A damning ICO report on the DfE’s data handling is a wake-up call for the department that schools can also learn from, writes Jen Persson
It’s school census time again. But do you know where the pupil records go every term?
Over 21 million people’s names are now in the national pupil database, collected in state education since 1996, including detailed special educational needs, and indicators of adoption. Even university students’ religion and sexual orientation are added from equality monitoring.
The executive summary does not detail the 139 recommendations for improvement, but over 60 per cent are classified as urgent or high-priority and it is clear that the ICO expects action from the DfE to make processing of pupil data lawful.
In the meantime, many of the recommendations are also relevant for education settings, and there is no need to wait for the DfE to set the example. Here are 7 of them:
- The ICO found the DfE doesn’t have a good grasp of everything it holds, a direct breach of Article 30 of the GDPR which requires all organisations, schools included, to document all data processing.
- The DfE does not provide sufficient information about how people’s data is used, often not telling them at all. This is a failure of the first principle of the GDPR outlined in Article 5(1)(a), to process lawfully, fairly and in a transparent manner. In our work, we also find that schools routinely fail to tell families which apps are used, about primary assessment and accountability data collections, what is optional in the census, explain their data rights or how to meet them in practical terms such as the Right to Object, or offer alternatives to biometric data use as required under the Protection of Freedoms Act 2012.
- There is confusion at DfE about when third parties are a controller or data processor. Our research for the new State of Data 2020 report found many companies claim to be data processors simply by writing it into a contract. This is wrong. How the data is processed determines the roles, and many companies are often joint data controllers if they determine what to do with pupil data, such as repurposing it for distribution, including research. Companies do not lawfully have authority to do this on their own.
- The DfE has insufficient controls to protect personal data passed on to commercial users. Do you know what each app and its sub-processors really do, in what country and who “company affiliates” are, in terms and conditions?
- The ICO also found an over-reliance on using the legal basis of “public task” as the basis for data sharing, and limited understanding of implications when “legitimate interests” is used. This is also true in schools.
- The DfE fails to provide sufficient training to staff about information governance, data protection, and records and risk management. Given the volume of national data demands, this should be part of basic teacher training and free CPD.
- DfE data protection impact assessments are not carried out early enough and sometimes not at all. This is also vital for schools, for example, when partnering with product or research trials. Insist on having a copy of their DPIA and the research ethics approval. If they refuse, ask why and consider if you should rely on trust alone to be sufficiently accountable to parents.
Children’s confidential data are collected simply because they go to school. Without parents’ permission, their identifying details are distributed to thousands of third parties and used not for the immediate purposes of a child’s education, but by companies for profit.

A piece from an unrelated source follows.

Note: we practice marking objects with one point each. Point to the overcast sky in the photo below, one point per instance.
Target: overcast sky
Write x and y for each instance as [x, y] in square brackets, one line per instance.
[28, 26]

That’s why defenddigitalme is calling for an Education and Digital Rights Act and independent oversight under a national guardian just like there is in the NHS. We know where the systemic issues are, and thanks to the ICO investigation into the DfE, we know they start at the very top. Now it’s time to address them.
Michael Gove was education secretary in 2012 when the government changed the law to give away millions of children’s identifying school records. Will Gavin Williamson fix it?